Bond traders were already entering the policy review with bullish expectations, but the RBI has surpassed even those. By delinking its guidance from the global rate cycle and disregarding the Federal Reserve’s stop-go approach, the central bank has made it clear that domestic conditions will drive its actions. That clarity alone is worth a rally.

This is the first back-to-back rate cut in over five years, underscoring a decisive turn in the RBI’s macroeconomic assessment. Inflation no longer anchors the central bank’s messaging. The RBI sees headline CPI averaging just 4% in 2025–26, with a sharply revised April-June forecast of 3.6%. At the same time, it has trimmed the GDP growth forecast to 6.5%, reflecting a modest downgrade amid global volatility. The RBI’s coordinated downgrade of inflation, growth, and rates signals a sweeping shift—from caution to outright proactivity.

By pivoting hard to growth support, the RBI has effectively opened the floodgates. The guidance is unambiguous: more easing may follow, data permitting. This is not the cautious central bank of the past that held its cards close. If anything, Malhotra has made his intentions plain.
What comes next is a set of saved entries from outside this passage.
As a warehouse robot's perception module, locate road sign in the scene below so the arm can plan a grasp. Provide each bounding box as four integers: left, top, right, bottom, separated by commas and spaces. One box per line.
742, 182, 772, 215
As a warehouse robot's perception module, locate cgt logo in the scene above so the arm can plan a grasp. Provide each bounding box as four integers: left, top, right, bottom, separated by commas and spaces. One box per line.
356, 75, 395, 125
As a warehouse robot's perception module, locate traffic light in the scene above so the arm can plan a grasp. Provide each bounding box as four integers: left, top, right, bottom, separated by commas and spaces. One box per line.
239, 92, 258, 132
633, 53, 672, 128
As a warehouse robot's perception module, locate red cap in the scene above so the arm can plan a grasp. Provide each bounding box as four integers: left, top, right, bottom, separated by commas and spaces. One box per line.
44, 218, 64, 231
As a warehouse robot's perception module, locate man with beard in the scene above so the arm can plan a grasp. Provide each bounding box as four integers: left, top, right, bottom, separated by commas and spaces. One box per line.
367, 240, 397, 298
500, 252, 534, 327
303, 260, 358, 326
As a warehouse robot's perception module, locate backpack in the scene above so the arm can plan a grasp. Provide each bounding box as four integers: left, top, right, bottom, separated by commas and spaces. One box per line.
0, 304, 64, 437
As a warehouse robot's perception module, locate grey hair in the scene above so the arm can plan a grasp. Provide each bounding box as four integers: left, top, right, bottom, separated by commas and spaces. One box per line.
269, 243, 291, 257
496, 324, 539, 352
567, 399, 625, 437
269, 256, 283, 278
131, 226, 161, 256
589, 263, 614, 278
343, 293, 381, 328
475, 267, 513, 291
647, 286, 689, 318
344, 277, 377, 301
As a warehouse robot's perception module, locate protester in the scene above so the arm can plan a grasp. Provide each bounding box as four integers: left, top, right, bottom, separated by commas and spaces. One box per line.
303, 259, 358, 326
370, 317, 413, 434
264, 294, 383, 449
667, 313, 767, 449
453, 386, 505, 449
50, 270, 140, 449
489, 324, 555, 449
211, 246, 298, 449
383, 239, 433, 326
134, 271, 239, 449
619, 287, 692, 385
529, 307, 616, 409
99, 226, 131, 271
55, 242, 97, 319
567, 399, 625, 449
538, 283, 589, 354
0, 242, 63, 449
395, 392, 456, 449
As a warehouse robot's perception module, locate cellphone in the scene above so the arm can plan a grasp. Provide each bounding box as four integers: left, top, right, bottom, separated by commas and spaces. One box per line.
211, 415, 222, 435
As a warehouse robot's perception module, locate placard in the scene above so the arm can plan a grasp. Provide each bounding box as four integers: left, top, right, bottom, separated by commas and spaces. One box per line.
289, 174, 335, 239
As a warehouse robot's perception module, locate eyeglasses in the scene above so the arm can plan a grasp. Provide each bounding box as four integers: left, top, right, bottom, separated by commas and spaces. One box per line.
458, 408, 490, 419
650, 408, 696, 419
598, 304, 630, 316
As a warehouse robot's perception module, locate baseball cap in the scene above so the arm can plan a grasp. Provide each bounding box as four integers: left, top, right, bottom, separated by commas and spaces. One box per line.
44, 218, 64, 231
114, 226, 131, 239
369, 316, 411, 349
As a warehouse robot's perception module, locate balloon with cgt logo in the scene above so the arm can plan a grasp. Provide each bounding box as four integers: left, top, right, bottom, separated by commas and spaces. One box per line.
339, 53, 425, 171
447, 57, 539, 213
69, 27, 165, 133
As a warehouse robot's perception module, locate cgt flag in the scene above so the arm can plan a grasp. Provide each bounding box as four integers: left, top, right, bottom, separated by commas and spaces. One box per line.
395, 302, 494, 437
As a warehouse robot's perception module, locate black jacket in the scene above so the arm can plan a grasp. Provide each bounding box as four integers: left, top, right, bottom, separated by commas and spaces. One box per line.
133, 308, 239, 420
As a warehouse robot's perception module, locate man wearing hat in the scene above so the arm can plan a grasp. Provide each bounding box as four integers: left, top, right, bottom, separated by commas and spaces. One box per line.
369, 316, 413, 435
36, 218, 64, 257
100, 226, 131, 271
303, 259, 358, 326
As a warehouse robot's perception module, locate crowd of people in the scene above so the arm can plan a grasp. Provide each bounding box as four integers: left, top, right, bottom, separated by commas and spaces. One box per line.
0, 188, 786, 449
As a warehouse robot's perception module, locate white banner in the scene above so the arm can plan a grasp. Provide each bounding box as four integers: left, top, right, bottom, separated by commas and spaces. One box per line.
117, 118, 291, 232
So dramatic is the shift that even some of the most dovish talking heads on financial news channels are sounding a note of caution. Several economists now worry that the central bank may have gone too far in stoking expectations of successive rate cuts. The risk is that the RBI, having led markets to price in a long easing cycle, may be forced to walk it back if inflation flares up later in the year. A reversal, however well argued, would dent the credibility built by today’s clarity.

The moot question now is not whether the central bank will cut again, but where this cycle ends. Is the terminal rate 5.5%? Or could it go even lower? In truth, that number is of little immediate consequence. Markets and banks have already received the signal they were looking for. Whether or not the RBI delivers a cut at every meeting, the expectation of further easing is now baked into the system. Lending and deposit rates will begin to reflect this outlook, loosening monetary conditions even in the absence of actual policy moves.

In effect, the market is now set to run ahead of the central bank. That’s a dynamic with risks as well as rewards. As monetary expectations become entrenched, the RBI may find it harder to calibrate its actions if the global environment turns. Still, for now, the playbook is clear: support growth, keep inflation benign, and stay ahead of sentiment.

What remains to be seen is how external dynamics—especially those linked to the United States—interact with this domestic momentum. If India can parlay its geopolitical goodwill with Washington into tangible trade advantages, particularly in the context of the ongoing US-China standoff, the stage could be set for a medium-term growth uplift. A favourable bilateral deal could insulate India’s external sector from some of the global drag and provide an additional tailwind to the RBI’s strategy.

Ultimately, the RBI under Malhotra has chosen clarity over caution. It has put its weight behind growth, even as it acknowledges that external risks persist. That’s a bold shift—but a coherent one. The stance shift to “accommodative” is not mere semantics. It marks a turning point. And with both inflation and growth forecasts downgraded, the central bank has ample cover for its actions.

India’s monetary policy has now set the tone for the next phase. Whether or not future cuts materialise, the easing bias is locked in. In monetary policy, credibility is currency—and for now, the RBI has bought itself time, space and flexibility. It’s a rare moment when a central bank says exactly what it means. India’s markets should listen—before they run too far ahead.